»Ihr Anliegen ist uns wichtig!« (eBook)

So lügt man mit Sprache
eBook Download: EPUB
2016 | 1. Auflage
208 Seiten
Piper Verlag
978-3-492-97162-1 (ISBN)

Lese- und Medienproben

»Ihr Anliegen ist uns wichtig!« -  Sebastian Pertsch,  Udo Stiehl
Systemvoraussetzungen
8,99 inkl. MwSt
  • Download sofort lieferbar
  • Zahlungsarten anzeigen
Sebastian Pertsch und Udo Stiehl stehen als Journalisten immer wieder vor der Frage: Mach ich´s verständlich, oder mach ich´s mir leicht? Denn unsere Sprache verfügt über unzählige klausulierte Formulierungen und Begriffe, mit deren Hilfe sich komplexe Zusammenhänge verharmlosen und in Nebelbomben verwandeln lassen. Da wird der zum Tode verurteilte Häftling, der seit Jahren auf seine Hinrichtung wartet, zum »Todeskandidaten«, der Angriffskrieg zum »Luftschlag« und ungerechte Gesetze werden »nachgebessert«. Da ist »noch etwas Luft nach oben« finden die Autoren von Floskelwolke.de und treffen mit ihren geistreichen Analysen mitten in unser vernebeltes Sprachzentrum.

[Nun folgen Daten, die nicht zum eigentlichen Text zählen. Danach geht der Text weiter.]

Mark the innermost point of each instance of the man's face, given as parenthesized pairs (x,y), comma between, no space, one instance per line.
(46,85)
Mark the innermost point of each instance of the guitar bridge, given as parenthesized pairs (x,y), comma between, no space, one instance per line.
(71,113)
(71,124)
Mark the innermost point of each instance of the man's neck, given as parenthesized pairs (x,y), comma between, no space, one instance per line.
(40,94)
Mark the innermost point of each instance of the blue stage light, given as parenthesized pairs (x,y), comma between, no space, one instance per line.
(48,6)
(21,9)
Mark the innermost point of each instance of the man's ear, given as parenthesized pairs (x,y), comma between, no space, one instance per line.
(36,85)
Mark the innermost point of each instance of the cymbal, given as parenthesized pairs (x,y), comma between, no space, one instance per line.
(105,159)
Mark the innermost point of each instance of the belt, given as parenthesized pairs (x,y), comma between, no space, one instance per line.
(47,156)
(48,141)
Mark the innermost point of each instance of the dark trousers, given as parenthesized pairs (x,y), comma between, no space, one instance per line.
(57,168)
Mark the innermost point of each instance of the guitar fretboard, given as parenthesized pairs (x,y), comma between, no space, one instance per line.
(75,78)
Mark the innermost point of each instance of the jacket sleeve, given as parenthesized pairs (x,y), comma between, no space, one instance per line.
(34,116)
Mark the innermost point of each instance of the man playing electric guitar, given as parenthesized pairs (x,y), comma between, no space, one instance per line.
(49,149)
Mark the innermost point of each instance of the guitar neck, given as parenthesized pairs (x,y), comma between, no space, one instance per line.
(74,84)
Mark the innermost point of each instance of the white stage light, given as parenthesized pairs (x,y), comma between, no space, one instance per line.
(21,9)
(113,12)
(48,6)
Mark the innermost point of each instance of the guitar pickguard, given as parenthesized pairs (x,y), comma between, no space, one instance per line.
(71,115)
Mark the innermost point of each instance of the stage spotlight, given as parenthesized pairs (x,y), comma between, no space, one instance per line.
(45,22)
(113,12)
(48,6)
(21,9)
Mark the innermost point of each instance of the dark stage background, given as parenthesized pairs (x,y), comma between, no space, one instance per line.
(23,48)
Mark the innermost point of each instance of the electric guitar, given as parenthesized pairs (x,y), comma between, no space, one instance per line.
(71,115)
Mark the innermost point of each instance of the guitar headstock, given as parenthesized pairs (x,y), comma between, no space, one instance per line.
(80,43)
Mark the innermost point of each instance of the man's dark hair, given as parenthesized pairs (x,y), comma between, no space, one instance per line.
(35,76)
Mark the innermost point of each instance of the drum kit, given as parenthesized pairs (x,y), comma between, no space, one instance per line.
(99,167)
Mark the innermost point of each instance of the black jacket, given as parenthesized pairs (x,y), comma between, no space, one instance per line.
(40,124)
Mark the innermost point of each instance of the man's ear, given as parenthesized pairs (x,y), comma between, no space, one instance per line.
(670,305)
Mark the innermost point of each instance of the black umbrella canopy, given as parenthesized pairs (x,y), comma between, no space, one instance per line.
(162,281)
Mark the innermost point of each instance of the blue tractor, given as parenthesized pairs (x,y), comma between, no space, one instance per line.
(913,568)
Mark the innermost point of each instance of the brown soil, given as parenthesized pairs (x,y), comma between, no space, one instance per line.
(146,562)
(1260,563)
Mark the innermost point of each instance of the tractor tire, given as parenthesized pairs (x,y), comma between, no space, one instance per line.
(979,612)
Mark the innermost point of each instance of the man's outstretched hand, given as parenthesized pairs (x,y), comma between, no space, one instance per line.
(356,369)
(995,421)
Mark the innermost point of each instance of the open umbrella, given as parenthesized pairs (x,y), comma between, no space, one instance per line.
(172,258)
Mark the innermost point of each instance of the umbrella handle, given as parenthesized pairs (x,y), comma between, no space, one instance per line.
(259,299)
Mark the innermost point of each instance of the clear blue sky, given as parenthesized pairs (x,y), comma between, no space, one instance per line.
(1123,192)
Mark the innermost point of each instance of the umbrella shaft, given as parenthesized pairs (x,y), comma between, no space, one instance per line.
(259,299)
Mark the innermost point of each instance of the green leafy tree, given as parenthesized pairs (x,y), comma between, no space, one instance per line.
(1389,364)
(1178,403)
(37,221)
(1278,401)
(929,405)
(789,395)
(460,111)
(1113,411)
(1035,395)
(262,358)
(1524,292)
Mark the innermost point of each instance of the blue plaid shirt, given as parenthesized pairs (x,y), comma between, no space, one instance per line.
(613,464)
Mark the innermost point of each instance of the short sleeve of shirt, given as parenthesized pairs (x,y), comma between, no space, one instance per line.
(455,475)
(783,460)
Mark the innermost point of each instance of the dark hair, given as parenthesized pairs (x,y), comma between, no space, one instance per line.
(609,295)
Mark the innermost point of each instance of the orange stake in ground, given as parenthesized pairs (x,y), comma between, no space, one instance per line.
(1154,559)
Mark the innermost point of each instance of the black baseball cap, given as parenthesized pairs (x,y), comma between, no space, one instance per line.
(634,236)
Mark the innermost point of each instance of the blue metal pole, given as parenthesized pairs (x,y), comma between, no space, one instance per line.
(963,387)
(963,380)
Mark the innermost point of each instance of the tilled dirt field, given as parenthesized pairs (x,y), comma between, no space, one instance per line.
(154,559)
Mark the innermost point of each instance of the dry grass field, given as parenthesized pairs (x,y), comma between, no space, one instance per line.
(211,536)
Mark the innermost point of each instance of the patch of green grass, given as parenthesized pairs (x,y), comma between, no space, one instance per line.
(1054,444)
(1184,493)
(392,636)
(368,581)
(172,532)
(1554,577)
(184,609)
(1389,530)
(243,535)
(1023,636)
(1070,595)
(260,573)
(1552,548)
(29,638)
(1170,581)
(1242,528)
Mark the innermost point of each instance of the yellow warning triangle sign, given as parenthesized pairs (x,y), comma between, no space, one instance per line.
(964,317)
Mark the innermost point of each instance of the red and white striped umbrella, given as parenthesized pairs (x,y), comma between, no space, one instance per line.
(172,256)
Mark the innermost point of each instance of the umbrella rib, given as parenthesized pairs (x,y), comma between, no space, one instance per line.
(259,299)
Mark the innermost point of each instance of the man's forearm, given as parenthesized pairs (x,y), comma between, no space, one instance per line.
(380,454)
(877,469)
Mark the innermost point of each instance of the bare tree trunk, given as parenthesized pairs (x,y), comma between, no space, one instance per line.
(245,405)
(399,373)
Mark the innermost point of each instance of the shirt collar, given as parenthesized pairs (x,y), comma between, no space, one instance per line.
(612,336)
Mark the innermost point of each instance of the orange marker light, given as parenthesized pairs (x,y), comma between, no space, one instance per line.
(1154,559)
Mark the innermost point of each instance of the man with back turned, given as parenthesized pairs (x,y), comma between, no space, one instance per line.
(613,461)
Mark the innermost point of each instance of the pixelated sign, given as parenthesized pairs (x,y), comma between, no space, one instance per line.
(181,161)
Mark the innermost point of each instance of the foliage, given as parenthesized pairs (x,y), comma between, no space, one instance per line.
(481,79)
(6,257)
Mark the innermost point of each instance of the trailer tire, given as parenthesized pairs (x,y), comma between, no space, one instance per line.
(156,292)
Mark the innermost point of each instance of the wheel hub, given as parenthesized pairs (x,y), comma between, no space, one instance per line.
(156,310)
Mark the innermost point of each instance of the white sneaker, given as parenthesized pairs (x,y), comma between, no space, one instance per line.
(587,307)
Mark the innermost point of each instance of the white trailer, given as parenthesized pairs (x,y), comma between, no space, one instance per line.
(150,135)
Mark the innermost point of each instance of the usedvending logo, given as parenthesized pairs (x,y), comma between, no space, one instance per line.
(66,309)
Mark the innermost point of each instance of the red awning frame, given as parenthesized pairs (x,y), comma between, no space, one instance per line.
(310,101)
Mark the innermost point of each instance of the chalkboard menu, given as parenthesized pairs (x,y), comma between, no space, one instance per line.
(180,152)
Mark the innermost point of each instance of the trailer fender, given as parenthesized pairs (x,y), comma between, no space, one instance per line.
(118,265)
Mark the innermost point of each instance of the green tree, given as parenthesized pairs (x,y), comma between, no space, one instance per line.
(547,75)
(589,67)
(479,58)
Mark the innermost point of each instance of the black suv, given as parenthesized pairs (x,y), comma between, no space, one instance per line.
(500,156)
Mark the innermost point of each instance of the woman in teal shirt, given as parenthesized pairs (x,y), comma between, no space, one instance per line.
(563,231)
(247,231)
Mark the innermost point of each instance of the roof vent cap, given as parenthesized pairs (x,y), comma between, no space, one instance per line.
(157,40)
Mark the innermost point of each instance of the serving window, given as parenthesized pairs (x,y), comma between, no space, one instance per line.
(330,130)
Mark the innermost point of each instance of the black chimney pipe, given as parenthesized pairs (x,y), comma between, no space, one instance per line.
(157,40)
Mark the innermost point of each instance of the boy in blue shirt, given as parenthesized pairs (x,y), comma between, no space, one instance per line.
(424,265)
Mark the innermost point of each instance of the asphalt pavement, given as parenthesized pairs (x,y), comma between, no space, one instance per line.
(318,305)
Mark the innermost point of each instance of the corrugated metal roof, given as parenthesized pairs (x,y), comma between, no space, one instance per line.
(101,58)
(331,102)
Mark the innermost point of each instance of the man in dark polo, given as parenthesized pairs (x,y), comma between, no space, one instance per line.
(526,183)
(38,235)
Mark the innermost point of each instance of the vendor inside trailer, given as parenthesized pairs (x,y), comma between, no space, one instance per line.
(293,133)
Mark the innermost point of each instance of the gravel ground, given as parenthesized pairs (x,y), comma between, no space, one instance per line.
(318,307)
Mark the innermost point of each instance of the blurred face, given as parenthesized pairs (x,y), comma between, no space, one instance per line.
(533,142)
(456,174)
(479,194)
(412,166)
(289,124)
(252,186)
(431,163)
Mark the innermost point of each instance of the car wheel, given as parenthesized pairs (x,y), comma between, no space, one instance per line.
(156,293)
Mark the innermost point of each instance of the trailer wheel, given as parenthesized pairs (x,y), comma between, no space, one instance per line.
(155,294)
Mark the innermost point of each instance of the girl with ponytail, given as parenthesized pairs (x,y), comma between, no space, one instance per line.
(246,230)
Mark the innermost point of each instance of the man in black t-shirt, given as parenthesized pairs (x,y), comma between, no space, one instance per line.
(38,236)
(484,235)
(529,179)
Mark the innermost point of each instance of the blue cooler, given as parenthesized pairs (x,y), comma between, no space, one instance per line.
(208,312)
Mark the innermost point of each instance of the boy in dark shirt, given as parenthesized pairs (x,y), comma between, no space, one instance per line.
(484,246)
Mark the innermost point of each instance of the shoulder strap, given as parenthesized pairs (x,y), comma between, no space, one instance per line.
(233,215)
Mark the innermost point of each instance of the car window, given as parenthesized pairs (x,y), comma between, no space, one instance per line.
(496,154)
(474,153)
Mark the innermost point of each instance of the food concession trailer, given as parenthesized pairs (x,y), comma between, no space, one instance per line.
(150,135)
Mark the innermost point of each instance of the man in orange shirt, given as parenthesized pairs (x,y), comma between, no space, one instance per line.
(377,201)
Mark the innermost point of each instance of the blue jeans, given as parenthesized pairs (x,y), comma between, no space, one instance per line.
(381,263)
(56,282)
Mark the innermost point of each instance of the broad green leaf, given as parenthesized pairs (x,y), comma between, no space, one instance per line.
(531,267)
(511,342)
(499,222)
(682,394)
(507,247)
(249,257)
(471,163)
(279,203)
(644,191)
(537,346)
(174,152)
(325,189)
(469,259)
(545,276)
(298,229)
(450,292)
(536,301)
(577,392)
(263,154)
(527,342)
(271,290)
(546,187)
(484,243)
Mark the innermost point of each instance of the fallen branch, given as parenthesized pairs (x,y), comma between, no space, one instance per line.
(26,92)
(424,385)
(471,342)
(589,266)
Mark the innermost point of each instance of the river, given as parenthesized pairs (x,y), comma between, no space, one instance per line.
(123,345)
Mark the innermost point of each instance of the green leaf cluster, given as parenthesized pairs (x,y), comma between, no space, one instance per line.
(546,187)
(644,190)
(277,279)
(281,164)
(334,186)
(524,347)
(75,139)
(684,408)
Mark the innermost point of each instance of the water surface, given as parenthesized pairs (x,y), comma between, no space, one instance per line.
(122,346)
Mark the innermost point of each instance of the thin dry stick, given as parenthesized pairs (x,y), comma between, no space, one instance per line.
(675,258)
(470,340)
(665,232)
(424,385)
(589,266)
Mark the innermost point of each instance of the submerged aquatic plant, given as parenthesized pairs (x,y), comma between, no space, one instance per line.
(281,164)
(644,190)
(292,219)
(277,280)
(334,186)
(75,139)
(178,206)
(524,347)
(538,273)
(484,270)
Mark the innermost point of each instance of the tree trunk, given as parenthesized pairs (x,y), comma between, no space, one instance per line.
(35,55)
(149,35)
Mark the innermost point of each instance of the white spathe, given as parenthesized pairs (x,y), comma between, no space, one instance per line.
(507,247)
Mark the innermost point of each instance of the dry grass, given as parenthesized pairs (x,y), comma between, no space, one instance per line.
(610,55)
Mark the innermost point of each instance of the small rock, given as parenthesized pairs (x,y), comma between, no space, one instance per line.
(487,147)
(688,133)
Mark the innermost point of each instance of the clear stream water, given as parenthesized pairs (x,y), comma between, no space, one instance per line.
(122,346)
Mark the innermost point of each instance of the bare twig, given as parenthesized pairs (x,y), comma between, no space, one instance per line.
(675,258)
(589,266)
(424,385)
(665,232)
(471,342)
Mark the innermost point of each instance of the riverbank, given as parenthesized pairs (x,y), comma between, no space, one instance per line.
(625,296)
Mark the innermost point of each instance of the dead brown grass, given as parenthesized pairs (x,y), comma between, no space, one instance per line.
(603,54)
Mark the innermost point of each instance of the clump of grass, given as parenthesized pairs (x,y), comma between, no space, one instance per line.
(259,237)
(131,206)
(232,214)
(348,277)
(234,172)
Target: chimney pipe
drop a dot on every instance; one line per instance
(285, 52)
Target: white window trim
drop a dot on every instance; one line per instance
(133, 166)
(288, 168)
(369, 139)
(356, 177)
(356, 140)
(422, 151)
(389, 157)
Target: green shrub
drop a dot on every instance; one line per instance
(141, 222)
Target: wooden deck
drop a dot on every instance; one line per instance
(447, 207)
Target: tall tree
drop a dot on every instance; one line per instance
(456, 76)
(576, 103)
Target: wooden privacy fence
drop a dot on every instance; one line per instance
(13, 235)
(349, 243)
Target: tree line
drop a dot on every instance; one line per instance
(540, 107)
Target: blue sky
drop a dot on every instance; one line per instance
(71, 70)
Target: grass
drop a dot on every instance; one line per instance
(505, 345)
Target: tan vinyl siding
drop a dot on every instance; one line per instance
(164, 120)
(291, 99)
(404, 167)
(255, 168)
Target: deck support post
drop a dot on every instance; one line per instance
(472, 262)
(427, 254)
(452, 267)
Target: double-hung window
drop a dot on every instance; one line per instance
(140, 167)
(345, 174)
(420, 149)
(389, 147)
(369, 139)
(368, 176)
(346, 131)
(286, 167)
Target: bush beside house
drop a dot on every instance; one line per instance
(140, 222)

Sebastian Pertsch (geboren 1981) aus Berlin und Udo Stiehl (geboren 1970) aus Köln sind freiberufliche Nachrichtenredakteure im Hörfunk und arbeiten außerdem als Dozenten, Autoren und Sprecher. 2015 erhielten sie den Günter-Wallraff-Preis für Journalismuskritik.

Sebastian Pertsch (*1981) aus Berlin und Udo Stiehl (*1970) aus Köln sind freiberufliche Nachrichtenredakteure im Hörfunk und arbeiten außerdem als Dozenten, Autoren und Sprecher.

Verbraucher


Was steht heute auf dem Speiseplan? Es gibt Huhn vom Schwein, genauer gesagt Geflügelleberwurst. Und wenn Sie nicht aufpassen, dann liegt diese Sprachkomposition auch auf Ihrem Esstisch. So wie jede Branche, die maximalen Gewinn erzielen will, ist auch die Lebensmittelindustrie mit viel Fantasie am Werk. Einige schwarze Schafe sind dort nicht in der Verarbeitung, sondern in der Chefetage gelandet.

Auf schön gefärbten Verpackungen stehen schöngefärbte Produktnamen, Bilder von saftigem Obst suggerieren frisch gepressten Saft, und hinten drauf flimmert das Kleingedruckte. Die Verbraucherzentralen prüfen das, haben aber oft kaum eine Handhabe, denn in vielen Fällen gelten nur Richtlinien. Und so besteht eine Spargelcremesuppe aus der Tüte eben aus sagenhaften vier Prozent Spargel, in der Instant-Gulaschsuppe konnten immerhin fünf Prozent Rindfleisch nachgewiesen werden. Manche Prüfergebnisse lassen allerdings selbst Münchhausen die Kugel entgleiten. Die schon zitierte Geflügelleberwurst eines bestimmten Herstellers enthielt zwar tatsächlich 39% Putenfleisch, die Leber allerdings stammte vom Schwein. Und in der Pastete nach Wildschweinart war gar kein Wildschweinfleisch drin. Immerhin ist dieser Trick inzwischen weithin bekannt durch das Schnitzel Wiener Art, das nur Wiener Schnitzel heißen darf, wenn es aus Kalbfleisch besteht. Mit sprachlicher Fantasie lässt sich das nur teilweise begründen.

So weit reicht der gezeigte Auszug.